Squamous ulcers (ESGD) result primarily from intermittent feeding, high-grain/low-forage diets, intense exercise, and stress—all common features of modern horse management. Glandular ulcers (EGGD) are less well understood but appear related to stress, NSAID use, and possibly other factors, presenting more challenging treatment dilemmas.
Clinical signs are variable and non-specific, ranging from poor appetite and weight loss to behavioral changes, recurrent colic, and reduced performance. Definitive diagnosis requires gastroscopy—direct visualization of the stomach—though therapeutic trials are common when endoscopy isn’t accessible.
Treatment combines medical therapy, primarily omeprazole (a highly effective proton pump inhibitor for squamous ulcers, less effective for glandular disease), with essential management modifications addressing underlying causes. Dietary changes maximizing forage intake while reducing grain, minimizing fasting periods, reducing training intensity and stress, and judicious NSAID use form the foundation of effective management.

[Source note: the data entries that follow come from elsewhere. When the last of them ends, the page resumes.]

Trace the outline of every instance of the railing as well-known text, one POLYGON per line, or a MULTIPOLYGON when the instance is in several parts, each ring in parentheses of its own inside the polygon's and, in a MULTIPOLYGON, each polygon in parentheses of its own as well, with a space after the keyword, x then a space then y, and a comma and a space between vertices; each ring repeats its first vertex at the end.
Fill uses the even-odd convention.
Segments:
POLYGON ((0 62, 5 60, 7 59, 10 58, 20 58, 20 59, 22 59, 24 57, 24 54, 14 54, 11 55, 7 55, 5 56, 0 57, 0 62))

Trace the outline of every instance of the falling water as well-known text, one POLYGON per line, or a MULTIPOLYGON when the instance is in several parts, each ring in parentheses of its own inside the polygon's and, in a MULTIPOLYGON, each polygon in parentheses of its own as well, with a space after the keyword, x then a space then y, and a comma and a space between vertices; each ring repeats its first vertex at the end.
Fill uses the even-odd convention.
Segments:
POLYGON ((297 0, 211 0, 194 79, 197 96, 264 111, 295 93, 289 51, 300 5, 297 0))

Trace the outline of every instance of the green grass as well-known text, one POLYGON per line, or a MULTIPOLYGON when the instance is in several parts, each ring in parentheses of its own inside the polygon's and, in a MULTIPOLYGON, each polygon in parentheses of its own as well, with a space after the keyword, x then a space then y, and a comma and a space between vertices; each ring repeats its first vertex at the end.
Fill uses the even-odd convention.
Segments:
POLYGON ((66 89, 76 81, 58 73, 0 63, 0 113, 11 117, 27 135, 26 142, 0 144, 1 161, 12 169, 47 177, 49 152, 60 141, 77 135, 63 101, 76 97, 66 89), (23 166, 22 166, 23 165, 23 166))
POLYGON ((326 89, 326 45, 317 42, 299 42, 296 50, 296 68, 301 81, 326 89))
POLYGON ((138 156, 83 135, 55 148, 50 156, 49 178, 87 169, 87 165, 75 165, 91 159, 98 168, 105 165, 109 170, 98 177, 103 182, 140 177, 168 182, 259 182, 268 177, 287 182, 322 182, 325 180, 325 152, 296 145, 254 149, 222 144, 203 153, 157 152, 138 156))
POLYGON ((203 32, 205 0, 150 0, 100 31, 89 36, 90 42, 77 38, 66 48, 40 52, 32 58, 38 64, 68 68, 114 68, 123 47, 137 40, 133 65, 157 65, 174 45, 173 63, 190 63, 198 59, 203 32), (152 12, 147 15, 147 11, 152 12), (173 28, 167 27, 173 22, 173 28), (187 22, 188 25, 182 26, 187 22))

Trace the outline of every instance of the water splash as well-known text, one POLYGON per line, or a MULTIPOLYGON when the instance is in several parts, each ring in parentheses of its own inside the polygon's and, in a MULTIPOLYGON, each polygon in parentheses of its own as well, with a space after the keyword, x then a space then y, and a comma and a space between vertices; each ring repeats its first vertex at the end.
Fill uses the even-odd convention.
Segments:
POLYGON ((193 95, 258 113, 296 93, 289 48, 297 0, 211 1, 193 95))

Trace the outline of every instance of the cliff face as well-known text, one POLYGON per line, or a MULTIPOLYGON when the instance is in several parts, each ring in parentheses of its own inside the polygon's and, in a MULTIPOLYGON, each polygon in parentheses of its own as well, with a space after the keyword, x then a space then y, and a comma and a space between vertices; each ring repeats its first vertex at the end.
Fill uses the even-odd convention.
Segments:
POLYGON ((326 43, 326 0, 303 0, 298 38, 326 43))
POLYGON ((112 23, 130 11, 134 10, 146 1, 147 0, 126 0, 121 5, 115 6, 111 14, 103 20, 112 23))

Prevention through appropriate feeding practices (forage-based diets, frequent small meals, avoiding prolonged fasting), stress reduction (maximizing turnout, minimizing confinement), and appropriate training management proves far superior to treating established disease. While preventive medication has a role during unavoidably high-risk periods, management modifications should form the primary prevention strategy.

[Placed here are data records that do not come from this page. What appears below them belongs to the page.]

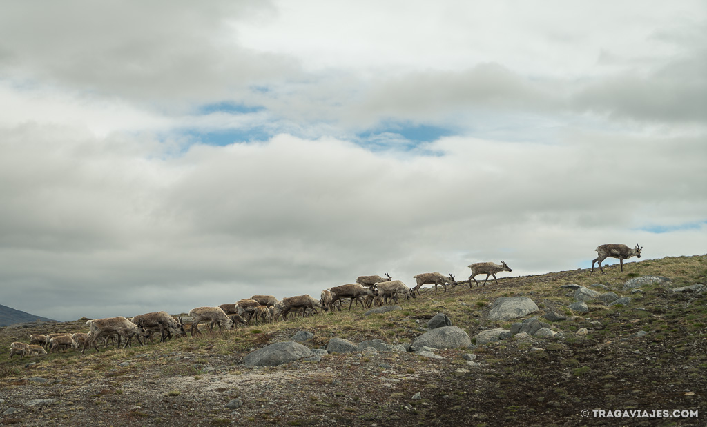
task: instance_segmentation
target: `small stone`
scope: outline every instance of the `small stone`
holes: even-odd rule
[[[44,384],[47,382],[46,378],[42,378],[40,377],[32,377],[27,379],[28,381],[30,382],[39,382],[40,384]]]
[[[240,398],[233,399],[228,403],[226,404],[226,407],[229,409],[238,409],[242,406],[243,406],[243,401]]]
[[[577,301],[576,303],[570,304],[570,310],[579,313],[588,313],[589,306],[584,301]]]
[[[557,322],[558,320],[566,320],[567,316],[563,316],[562,315],[559,315],[554,311],[545,313],[544,317],[551,322]]]
[[[613,303],[609,303],[609,304],[607,304],[607,305],[609,305],[609,307],[612,305],[616,305],[617,304],[621,304],[622,305],[628,305],[630,303],[631,303],[631,298],[629,298],[627,296],[624,296],[614,301]]]
[[[296,341],[302,342],[303,341],[307,341],[308,339],[312,339],[314,338],[314,334],[312,332],[308,332],[307,331],[298,331],[296,334],[292,336],[292,341]]]

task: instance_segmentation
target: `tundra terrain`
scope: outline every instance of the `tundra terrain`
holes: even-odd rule
[[[402,310],[383,314],[364,315],[367,309],[358,306],[144,346],[87,349],[83,357],[75,350],[8,355],[11,342],[29,342],[30,334],[87,332],[86,319],[0,328],[0,424],[707,425],[707,296],[672,291],[707,284],[707,255],[626,262],[623,274],[618,265],[604,270],[521,277],[503,272],[498,286],[469,288],[460,282],[446,293],[438,289],[436,296],[424,287],[421,298],[401,300]],[[627,280],[644,276],[671,281],[633,293],[622,290]],[[589,312],[574,312],[568,308],[575,302],[573,291],[562,287],[568,284],[613,291],[631,301],[609,306],[590,300]],[[488,320],[496,298],[513,296],[530,298],[539,310],[508,321]],[[333,337],[409,343],[439,312],[472,338],[472,346],[434,350],[441,358],[363,349],[276,367],[243,363],[255,349],[291,341],[298,331],[314,334],[302,343],[312,349],[325,348]],[[549,312],[566,319],[548,320],[543,316]],[[531,317],[559,334],[486,344],[473,339]],[[624,416],[637,409],[645,412]],[[609,410],[612,415],[621,410],[621,418],[607,417]],[[647,416],[653,410],[662,411],[660,416]],[[676,410],[697,414],[673,418]]]

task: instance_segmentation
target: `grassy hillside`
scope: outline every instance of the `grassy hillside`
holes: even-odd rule
[[[16,323],[23,323],[28,322],[36,322],[39,320],[41,322],[52,322],[52,319],[30,315],[28,312],[15,310],[10,307],[0,305],[0,326],[7,326]]]
[[[699,419],[631,419],[622,423],[704,425],[707,297],[670,289],[707,284],[707,255],[626,263],[623,274],[618,265],[604,270],[606,274],[578,269],[522,277],[501,273],[498,286],[491,281],[469,289],[462,283],[449,287],[446,293],[440,288],[436,296],[426,288],[421,298],[401,302],[403,310],[382,315],[364,316],[359,307],[350,312],[344,310],[124,350],[98,354],[87,351],[83,357],[76,352],[52,353],[33,358],[36,363],[29,366],[27,358],[8,360],[11,342],[27,341],[29,333],[86,332],[85,320],[31,331],[2,328],[0,397],[7,399],[12,394],[39,399],[90,389],[74,401],[57,397],[47,416],[80,423],[98,412],[110,417],[115,416],[108,414],[122,411],[129,416],[106,421],[115,425],[170,425],[174,419],[168,414],[174,407],[185,416],[199,414],[198,422],[188,419],[191,425],[243,420],[255,425],[615,425],[612,419],[583,418],[580,411],[630,409],[703,413]],[[672,283],[644,286],[643,293],[633,295],[620,291],[626,280],[641,276],[665,276]],[[575,316],[567,308],[574,300],[571,293],[561,287],[568,283],[601,283],[632,300],[628,305],[610,308],[590,302],[590,312]],[[539,307],[541,312],[531,316],[550,311],[567,315],[563,321],[542,320],[563,336],[440,350],[436,353],[441,360],[411,353],[363,353],[329,355],[318,363],[274,368],[251,370],[240,364],[252,349],[288,341],[298,330],[313,332],[315,337],[305,344],[317,348],[334,337],[354,342],[377,338],[391,344],[410,342],[423,333],[420,327],[426,325],[426,319],[438,312],[448,314],[470,337],[485,329],[508,329],[520,320],[493,322],[486,315],[497,298],[520,296]],[[588,334],[576,335],[583,327]],[[647,334],[632,337],[639,331]],[[466,363],[462,356],[468,353],[477,356],[479,366]],[[35,376],[54,385],[42,388],[28,382]],[[152,392],[139,388],[146,380],[153,383],[148,387]],[[220,385],[209,388],[209,384]],[[187,391],[194,387],[203,387],[199,396]],[[411,399],[416,391],[421,391],[423,399]],[[224,406],[236,398],[244,403],[235,411]],[[145,405],[148,409],[136,401],[150,402]],[[0,404],[0,413],[8,404]],[[76,410],[78,406],[81,410]],[[0,422],[8,419],[18,419],[6,416]]]

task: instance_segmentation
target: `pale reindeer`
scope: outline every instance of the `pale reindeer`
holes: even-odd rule
[[[479,282],[474,277],[477,274],[486,274],[486,278],[484,281],[484,286],[486,286],[486,282],[489,280],[489,276],[493,276],[493,280],[496,281],[496,284],[498,284],[498,279],[496,278],[496,274],[499,271],[513,271],[508,264],[506,263],[505,261],[501,262],[501,265],[498,265],[495,262],[477,262],[469,266],[469,268],[472,269],[472,275],[469,276],[469,288],[472,288],[472,281],[477,283],[477,287],[479,287]]]
[[[594,273],[594,263],[597,262],[599,264],[599,269],[604,273],[604,269],[602,268],[602,262],[607,258],[618,258],[619,262],[621,264],[621,272],[624,272],[624,260],[628,259],[631,257],[641,257],[641,251],[643,250],[643,247],[638,246],[638,244],[636,244],[636,247],[631,249],[626,246],[626,245],[617,245],[616,243],[607,243],[606,245],[602,245],[597,246],[597,249],[594,250],[597,251],[597,255],[599,256],[595,259],[592,260],[592,271],[590,274]]]

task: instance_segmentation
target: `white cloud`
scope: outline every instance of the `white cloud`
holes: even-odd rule
[[[606,242],[704,252],[701,3],[293,4],[4,8],[4,305],[179,312],[588,267]],[[426,127],[449,136],[403,136]],[[257,142],[197,144],[219,133]]]

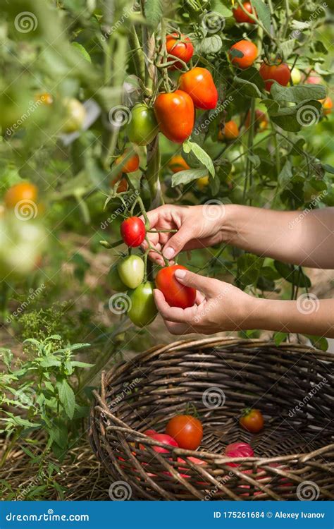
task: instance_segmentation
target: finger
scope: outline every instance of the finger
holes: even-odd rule
[[[194,228],[185,222],[178,231],[171,237],[163,250],[166,259],[172,259],[179,253],[189,241],[194,238]]]
[[[197,291],[197,294],[196,294],[196,299],[195,299],[196,305],[201,305],[201,303],[203,303],[204,299],[205,299],[205,296],[204,296],[204,294],[202,294],[202,292],[199,292]]]
[[[155,209],[151,209],[147,212],[147,218],[149,221],[149,229],[152,229],[159,223],[161,218],[165,217],[166,208],[163,209],[163,206],[159,206],[156,207]],[[145,221],[144,217],[142,215],[140,217],[143,222]]]
[[[194,274],[189,270],[177,269],[174,275],[178,281],[186,286],[192,286],[193,288],[200,291],[206,296],[210,297],[214,293],[215,280],[210,277],[200,276],[198,274]]]
[[[175,323],[186,323],[187,317],[185,310],[178,307],[171,307],[165,300],[165,296],[158,288],[153,291],[154,301],[156,308],[163,317],[163,320]]]

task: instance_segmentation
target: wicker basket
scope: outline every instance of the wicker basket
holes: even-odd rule
[[[125,482],[132,499],[334,499],[333,358],[299,345],[217,337],[159,346],[102,374],[92,446],[111,484]],[[190,406],[204,426],[199,449],[155,451],[159,444],[141,432],[163,432]],[[240,427],[245,407],[262,411],[260,433]],[[249,442],[255,456],[224,456],[237,441]]]

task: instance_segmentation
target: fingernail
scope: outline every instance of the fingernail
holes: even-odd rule
[[[166,259],[171,259],[174,257],[175,253],[174,250],[169,246],[169,248],[166,248],[162,253]]]
[[[184,277],[185,277],[186,271],[185,270],[175,270],[174,272],[174,275],[175,277],[178,277],[179,279],[183,279]]]

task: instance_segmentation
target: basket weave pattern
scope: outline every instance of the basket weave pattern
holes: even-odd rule
[[[290,343],[216,337],[159,346],[102,374],[91,444],[132,499],[334,499],[333,365],[330,353]],[[190,405],[203,423],[199,449],[155,451],[142,432],[163,432]],[[245,407],[265,417],[256,434],[239,425]],[[254,456],[225,456],[237,441]]]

The economic burden of EGUS is substantial, encompassing diagnostic and treatment costs, lost performance, and reduced quality of life. However, the welfare impact—the suffering horses endure from painful ulceration—represents the more compelling motivation for prevention and treatment.
Looking forward, continued research improving our understanding of glandular disease, developing better treatments, identifying genetic risk factors, and optimizing prevention strategies will enhance our ability to protect horses from this prevalent condition. In the meantime, horse owners, trainers, and veterinarians must recognize that modern management practices create ulcer risk and that protecting gastric health requires conscious, proactive efforts to provide more natural feeding patterns and management conditions compatible with equine digestive physiology.
By understanding gastric ulcers—their causes, recognition, treatment, and prevention—and implementing evidence-based management practices, we can dramatically reduce the prevalence and impact of EGUS, improving welfare, performance, and quality of life for horses across all disciplines and management systems.